Gambling operators could obtain greater certainty about how to respond to the growing use of virtual currencies in gaming, including in the e-sports betting market, from a court dispute set to be heard early next year, an expert has said.

On 6 February 2017 Birmingham Magistrates' Court is due to begin hearings in a case concerning alleged Gambling Act offences committed by two men. Dylan Rigby and Craig Douglas were charged in September. They pled not guilty to the charges at the court on 14 October.

Rigby is accused of breaching requirements on providing facilities for gambling. Both men have also been charged with advertising unlawful gambling, and Douglas has been charged with inviting children to gamble in breach of the Act, the Gambling Commission has said. The Commission has brought the prosecution against the men after concluding an investigation into the website www.futgalaxy.com, access to which was blocked for customers in the UK earlier this year.

According to a report by Wired magazine, both Douglas and Rigby are YouTube video bloggers and their alleged Gambling Act offences relate to in-game coins for the Fifa computer game. The coins can be purchased using real money. According to the BBC, Fifa players can use Fifa coins to bet on virtual football matches or for other forms of gambling via some third party websites. Players can transfer winnings back into the Fifa game, it said.

In August the Gambling Commission warned online platforms that facilitate bets on e-sports or which allow gamers to gamble virtual items they have obtained when gaming that they might require a gambling licence to continue with their operations.

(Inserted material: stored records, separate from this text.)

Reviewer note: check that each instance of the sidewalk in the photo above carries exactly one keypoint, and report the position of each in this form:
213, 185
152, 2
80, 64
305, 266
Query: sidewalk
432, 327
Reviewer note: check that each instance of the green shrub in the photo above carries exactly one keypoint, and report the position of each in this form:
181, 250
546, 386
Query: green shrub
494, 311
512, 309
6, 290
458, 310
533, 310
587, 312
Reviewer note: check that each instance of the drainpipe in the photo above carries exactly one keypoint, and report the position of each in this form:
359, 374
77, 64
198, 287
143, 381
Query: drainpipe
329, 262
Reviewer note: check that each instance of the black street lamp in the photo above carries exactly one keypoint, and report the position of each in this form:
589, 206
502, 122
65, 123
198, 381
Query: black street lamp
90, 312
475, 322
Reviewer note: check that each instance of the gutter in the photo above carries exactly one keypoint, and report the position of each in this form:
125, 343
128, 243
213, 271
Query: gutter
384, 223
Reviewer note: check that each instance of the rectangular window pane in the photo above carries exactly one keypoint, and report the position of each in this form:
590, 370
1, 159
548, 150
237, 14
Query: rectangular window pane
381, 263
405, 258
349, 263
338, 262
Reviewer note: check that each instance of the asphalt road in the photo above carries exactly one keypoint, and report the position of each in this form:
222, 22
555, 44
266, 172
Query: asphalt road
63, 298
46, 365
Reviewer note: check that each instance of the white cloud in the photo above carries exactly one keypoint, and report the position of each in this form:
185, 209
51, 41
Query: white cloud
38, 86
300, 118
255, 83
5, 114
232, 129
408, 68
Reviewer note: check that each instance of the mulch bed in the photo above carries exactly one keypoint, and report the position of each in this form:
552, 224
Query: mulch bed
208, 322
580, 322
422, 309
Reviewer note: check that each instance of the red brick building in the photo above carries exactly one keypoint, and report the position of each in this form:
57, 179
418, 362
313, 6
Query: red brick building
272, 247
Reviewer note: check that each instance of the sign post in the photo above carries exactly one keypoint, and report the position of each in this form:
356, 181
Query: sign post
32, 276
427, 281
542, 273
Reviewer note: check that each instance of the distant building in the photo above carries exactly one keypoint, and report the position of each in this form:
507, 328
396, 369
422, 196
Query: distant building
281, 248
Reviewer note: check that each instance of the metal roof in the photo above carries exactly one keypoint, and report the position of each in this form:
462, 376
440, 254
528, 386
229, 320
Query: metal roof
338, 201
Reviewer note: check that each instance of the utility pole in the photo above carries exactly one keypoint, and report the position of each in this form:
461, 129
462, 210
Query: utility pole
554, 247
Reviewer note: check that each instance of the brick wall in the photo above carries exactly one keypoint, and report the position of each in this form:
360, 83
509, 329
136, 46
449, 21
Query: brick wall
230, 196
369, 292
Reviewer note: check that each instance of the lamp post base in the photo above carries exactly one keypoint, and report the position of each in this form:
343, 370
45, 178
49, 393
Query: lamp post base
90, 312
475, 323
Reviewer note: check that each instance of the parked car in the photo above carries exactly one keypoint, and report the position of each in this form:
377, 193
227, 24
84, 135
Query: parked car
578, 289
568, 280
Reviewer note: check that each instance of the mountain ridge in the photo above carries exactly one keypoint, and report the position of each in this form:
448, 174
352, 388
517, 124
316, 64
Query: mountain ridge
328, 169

In its discussion paper the regulator addressed the rise in the trade of so-called 'in-game' items which computer gamers can win, trade, sell or use. It said those "digital commodities", or 'skins', can sometimes be "converted into money or money’s worth" and that they therefore serve as "a form of virtual currency" which can be gambled with. 

It previously confirmed that offering facilities whereby virtual currencies can be used for gambling qualifies as a regulated activity for which a gambling licence is required.

Expert in gambling law and licensing Christopher Rees-Gay of Pinsent Masons, the law firm behind Out-Law.com, said: "The crux of the issue is whether in-game items have a monetary value derived from the current market price and can be converted back into real-world money, and whether the court's interpretation of the Gambling Act accords with that of the Gambling Commission on the matter of virtual currencies."

"The Commission in its recent discussion paper stated that 'where ‘skins’ are traded or are tradable and can therefore act as a de facto virtual currency and facilities for gambling with those items are being offered' it considers that a gambling licence is required. It is an offence under section 33 of the Gambling Act 2005 to provide facilities for gambling without the necessary licences being in place. The court in the forthcoming case is likely to offer its view on how the provisions should be interpreted in respect of in-game items and virtual currencies," Rees-Gay said.

"This is an important case, as the outcome of it will give a degree of certainty, in what is currently a grey area. Operators will have a firmer idea of where they stand in terms of virtual currencies and the provision of facilities for gambling," he said.